You've got a number of options to choose:
Dual ETL. Replicate input data and run the same ETL on two sites. Synchronize them with backup-restore every week or so
Backup-restore. Simple backup-restore can be not that efficient. But if you use DataDomain it can perform deduplication on the block level and store only changed blocks. It can offload the deduplication task to run on the Greenplum cluster (DDBoost). Also in case of replication to remote site it would replicate only changed blocks, which would greatly reduce replication time. In my experience, if clean backup on DD takes 12 hours, subsequent DDBoost backup will take 4 hours + 4 hours to replicate the data
Custom solution. I know the case when the data replicatioin to remote site is made as a part of ETL process. For the ETL job you know which tables are changed, they are added to the replication queue and moved to the remote site using external tables. Analysts are working in a special sandbox and their sandbox is replicated with backup-restore daily
At the moment Greenplum does not have built-in WAN replication solution so this is almost all the options to choose from.

I do some investigation on this. here is my result
I. Using EMC Symmetrix VMAX SAN(Storage Area Network) Mirror and SRDF (Symmetrix Remote Data Facility) remote replication software
Please refer to h12079-vnx-replication-technologies-overview-wp.pdf for details
Preconditions
1. Having EMC Symmetrix VMAX SAN installed
2. Having SRDF softeware
Advantages of 3 different modes
1. Symmetrix Remote Data Facility / Synchronous (SRDF/S)
Provides a no data loss solution (Zero RPO).
No server resource contention for remote mirroring operation.
Can perform restoration of primary site with minimal impact to application. Performance on remote site. Enterprise
disaster recovery solution. Supports replicating over IP and Fibre
Channel protocols.
2. Symmetrix Remote Data Facility / Asynchronous (SRDF/A) Extended-distance data replication that supports longer distances
than SRDF/S. SRDF/A does not affect host performance, because host
activity is decoupled from the remote copy process. Efficient link
utilization that results in lower link-bandwidth requirements.
Facilities to invoke failover and restore operations. Supports
replicating over IP and Fibre Channel protocols.
3. Symmetrix Remote Data Facility / Data Mobility (SRDF/DM)
II. Using Backup Tools
Please refer to http://gpdb.docs.pivotal.io/4350/admin_guide/managing/backup.html for details
Parallel Backup
Parallel backup utility gpcrondump
Non-parallel backup
It is not recommended. It is used for migrate PostgreSQL databases to GreenPlum databases
Parallel Restore
Support system with the same configuration and different configuration with the source GreenPlum database configuration
Non-Parallel Restore
pg_restore requires to modified the create statement to add distributed by clause
 
Disadvantages
1. The backup process locks table, it put an EXCLUSIVE lock on table pg_class.
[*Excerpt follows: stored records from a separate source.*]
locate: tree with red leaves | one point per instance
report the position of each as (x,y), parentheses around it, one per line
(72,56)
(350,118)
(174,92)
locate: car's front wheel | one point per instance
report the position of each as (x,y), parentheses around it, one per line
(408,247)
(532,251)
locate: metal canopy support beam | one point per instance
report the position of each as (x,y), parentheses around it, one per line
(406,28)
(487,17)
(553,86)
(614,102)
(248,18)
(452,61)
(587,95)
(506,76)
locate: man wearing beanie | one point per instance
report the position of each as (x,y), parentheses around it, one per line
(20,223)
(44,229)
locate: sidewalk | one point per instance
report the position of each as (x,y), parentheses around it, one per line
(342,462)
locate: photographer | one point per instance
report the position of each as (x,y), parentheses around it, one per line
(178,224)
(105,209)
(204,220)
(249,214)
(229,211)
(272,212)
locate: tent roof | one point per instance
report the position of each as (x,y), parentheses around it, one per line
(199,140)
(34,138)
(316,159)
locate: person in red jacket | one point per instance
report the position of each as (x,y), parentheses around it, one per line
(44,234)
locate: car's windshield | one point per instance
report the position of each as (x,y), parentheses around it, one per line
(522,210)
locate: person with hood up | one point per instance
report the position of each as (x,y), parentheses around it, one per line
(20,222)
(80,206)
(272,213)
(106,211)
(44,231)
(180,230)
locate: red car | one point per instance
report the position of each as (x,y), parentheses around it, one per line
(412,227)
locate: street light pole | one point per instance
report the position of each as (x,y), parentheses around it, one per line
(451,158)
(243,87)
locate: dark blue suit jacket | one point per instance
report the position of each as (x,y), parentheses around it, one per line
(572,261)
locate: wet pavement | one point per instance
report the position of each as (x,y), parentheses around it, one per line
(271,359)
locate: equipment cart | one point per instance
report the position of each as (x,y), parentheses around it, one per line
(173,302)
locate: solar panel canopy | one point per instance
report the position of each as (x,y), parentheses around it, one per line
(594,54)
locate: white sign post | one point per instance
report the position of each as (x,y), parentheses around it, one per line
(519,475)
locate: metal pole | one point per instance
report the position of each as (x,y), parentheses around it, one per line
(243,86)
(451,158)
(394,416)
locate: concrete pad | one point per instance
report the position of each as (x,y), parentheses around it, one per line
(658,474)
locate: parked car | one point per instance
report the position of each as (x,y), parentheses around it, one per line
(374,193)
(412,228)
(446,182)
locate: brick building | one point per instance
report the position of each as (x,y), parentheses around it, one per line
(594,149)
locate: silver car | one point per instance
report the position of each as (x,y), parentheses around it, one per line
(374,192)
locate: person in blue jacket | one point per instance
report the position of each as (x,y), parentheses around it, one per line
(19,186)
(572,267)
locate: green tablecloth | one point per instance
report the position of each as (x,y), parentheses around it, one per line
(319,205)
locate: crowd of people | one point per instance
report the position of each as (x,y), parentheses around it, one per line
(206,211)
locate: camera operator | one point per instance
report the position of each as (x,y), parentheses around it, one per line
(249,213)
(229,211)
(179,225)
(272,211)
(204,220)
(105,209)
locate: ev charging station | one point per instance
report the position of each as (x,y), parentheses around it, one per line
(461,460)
It means that read permission is only allowed in this period.
2. After releasing the EXCLUSIVE lock on table pg_clas, it will put an ACCESS SHARE lock on all the tables, it only allows read access during the lock period.
III. Replay DDL statements
In PostgreSQL, there is a parameters to log all the sql statements to a file.
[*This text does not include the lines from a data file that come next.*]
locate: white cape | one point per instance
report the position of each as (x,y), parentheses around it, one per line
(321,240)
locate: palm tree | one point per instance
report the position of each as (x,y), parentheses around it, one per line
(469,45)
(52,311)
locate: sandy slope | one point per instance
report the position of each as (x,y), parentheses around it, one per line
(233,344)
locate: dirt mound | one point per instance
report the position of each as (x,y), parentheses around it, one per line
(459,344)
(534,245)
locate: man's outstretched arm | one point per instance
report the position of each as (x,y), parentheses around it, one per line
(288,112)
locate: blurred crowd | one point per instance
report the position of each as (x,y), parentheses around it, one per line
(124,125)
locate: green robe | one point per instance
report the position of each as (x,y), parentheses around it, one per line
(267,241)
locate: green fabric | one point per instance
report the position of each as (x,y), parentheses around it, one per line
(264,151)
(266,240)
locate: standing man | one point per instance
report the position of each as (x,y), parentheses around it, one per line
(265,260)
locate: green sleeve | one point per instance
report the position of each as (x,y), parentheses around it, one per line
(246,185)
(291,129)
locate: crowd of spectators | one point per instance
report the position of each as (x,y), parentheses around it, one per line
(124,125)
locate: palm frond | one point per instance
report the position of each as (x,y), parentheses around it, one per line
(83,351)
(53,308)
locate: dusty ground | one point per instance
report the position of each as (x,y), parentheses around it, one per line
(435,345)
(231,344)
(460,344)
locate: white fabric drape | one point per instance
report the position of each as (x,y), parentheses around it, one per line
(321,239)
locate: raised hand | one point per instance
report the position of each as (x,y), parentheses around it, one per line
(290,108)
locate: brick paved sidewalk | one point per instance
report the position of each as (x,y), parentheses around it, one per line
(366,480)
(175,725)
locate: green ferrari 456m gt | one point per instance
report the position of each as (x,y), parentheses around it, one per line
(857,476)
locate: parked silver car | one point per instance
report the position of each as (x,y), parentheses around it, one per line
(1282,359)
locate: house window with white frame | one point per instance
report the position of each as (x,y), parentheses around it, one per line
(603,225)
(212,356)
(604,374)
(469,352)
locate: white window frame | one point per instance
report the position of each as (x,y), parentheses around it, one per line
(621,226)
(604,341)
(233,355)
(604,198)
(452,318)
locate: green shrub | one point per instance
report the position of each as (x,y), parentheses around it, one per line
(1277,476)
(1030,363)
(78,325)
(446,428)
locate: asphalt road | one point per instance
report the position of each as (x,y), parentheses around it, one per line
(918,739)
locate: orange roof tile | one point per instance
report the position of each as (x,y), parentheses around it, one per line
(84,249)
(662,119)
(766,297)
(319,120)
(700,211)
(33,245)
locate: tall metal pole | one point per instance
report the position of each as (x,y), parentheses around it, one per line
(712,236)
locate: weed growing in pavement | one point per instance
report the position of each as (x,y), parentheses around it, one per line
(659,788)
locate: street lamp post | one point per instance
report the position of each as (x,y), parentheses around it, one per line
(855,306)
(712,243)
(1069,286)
In the data/postgresql.conf, modify log_statement to ‘all’
Write an application to get the DML and DDL statement, and run them in the DR servers.
Advantage
1. Easy to configure and maintain
2. No decrease in the performance
Disadvantage
1. Need additional storage for the statement logging
IV. Parse the wal log of PostgreSQL
Parse the wal log to extract the DDL statement from the log and then run all the generated DDL statements in the DR GreenPlum
Advantage
1. Doesn’t impact the source GreenPlum Database
Disadvantage
1. Write code to parse the wal log
2. Not easy to parse the log, there are not enough documents about the wal log.
3. Don’t know if it is feasible for GreenPlum, as it is one solution for PostgreSQL.

Related

Dynamically List contents of a table in database that continously updates

It's kinda real-world problem and I believe the solution exists but couldn't find one.
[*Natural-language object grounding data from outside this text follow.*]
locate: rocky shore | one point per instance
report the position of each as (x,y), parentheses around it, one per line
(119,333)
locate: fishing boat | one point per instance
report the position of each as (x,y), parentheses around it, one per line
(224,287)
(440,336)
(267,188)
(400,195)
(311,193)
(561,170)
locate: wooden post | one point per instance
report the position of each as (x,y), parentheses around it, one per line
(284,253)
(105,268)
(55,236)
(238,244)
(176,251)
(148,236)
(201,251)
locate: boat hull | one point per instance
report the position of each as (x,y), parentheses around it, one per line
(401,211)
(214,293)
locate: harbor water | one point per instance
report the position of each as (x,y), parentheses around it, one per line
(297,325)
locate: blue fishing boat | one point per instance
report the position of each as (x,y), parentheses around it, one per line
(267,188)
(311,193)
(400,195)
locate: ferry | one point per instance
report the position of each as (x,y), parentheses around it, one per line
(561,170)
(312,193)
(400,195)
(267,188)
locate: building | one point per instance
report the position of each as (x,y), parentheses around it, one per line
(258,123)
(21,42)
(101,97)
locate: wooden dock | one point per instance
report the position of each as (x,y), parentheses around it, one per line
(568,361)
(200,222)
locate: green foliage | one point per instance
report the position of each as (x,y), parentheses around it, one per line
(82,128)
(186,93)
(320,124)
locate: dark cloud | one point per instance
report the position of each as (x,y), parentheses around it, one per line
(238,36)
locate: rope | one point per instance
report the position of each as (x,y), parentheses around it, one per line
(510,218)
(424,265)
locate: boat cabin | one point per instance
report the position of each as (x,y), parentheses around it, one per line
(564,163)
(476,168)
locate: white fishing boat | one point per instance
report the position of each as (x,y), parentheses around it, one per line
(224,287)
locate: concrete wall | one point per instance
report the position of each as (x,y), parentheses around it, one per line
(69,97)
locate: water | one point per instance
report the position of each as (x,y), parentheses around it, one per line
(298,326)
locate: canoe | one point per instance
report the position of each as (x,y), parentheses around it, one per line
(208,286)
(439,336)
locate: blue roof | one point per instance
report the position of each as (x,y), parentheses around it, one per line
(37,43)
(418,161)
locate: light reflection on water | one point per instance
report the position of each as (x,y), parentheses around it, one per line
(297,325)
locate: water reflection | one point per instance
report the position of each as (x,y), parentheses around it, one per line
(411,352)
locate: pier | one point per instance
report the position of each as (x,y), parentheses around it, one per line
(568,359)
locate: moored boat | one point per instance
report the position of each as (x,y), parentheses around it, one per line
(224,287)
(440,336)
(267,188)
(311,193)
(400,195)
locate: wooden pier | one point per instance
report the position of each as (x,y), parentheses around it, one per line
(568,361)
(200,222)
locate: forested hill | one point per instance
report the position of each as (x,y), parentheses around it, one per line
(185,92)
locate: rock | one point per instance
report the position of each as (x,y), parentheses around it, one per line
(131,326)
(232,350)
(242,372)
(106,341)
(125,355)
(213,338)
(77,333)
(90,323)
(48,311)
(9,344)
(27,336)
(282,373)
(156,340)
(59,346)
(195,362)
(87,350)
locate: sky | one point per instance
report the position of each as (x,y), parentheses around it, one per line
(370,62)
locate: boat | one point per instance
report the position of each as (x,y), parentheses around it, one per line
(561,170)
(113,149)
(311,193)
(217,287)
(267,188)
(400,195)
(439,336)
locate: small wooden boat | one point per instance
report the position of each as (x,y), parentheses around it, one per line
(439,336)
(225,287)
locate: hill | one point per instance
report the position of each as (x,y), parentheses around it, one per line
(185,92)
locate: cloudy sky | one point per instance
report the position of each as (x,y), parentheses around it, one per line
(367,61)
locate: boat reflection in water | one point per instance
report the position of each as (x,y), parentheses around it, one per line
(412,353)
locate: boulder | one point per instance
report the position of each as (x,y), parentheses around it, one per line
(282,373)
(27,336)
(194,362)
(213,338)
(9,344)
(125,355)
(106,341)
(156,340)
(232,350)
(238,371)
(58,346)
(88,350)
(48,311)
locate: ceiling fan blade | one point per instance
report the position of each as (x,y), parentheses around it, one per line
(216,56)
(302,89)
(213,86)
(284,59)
So We, have a Database called Transactions that contains tables such as Positions, Securities, Bogies, Accounts, Commodities and so on being updated continuously every second whenever a new transaction happens. For the time being, We have replicated master database Transaction to a new database with name TRN on which we do all the querying and updating stuff.
We want a sort of monitoring system ( like htop process viewer in Linux) for Database that dynamically lists updated rows in tables of the database at any time.
TL;DR Is there any way to get a continuous updating list of rows in any table in the database?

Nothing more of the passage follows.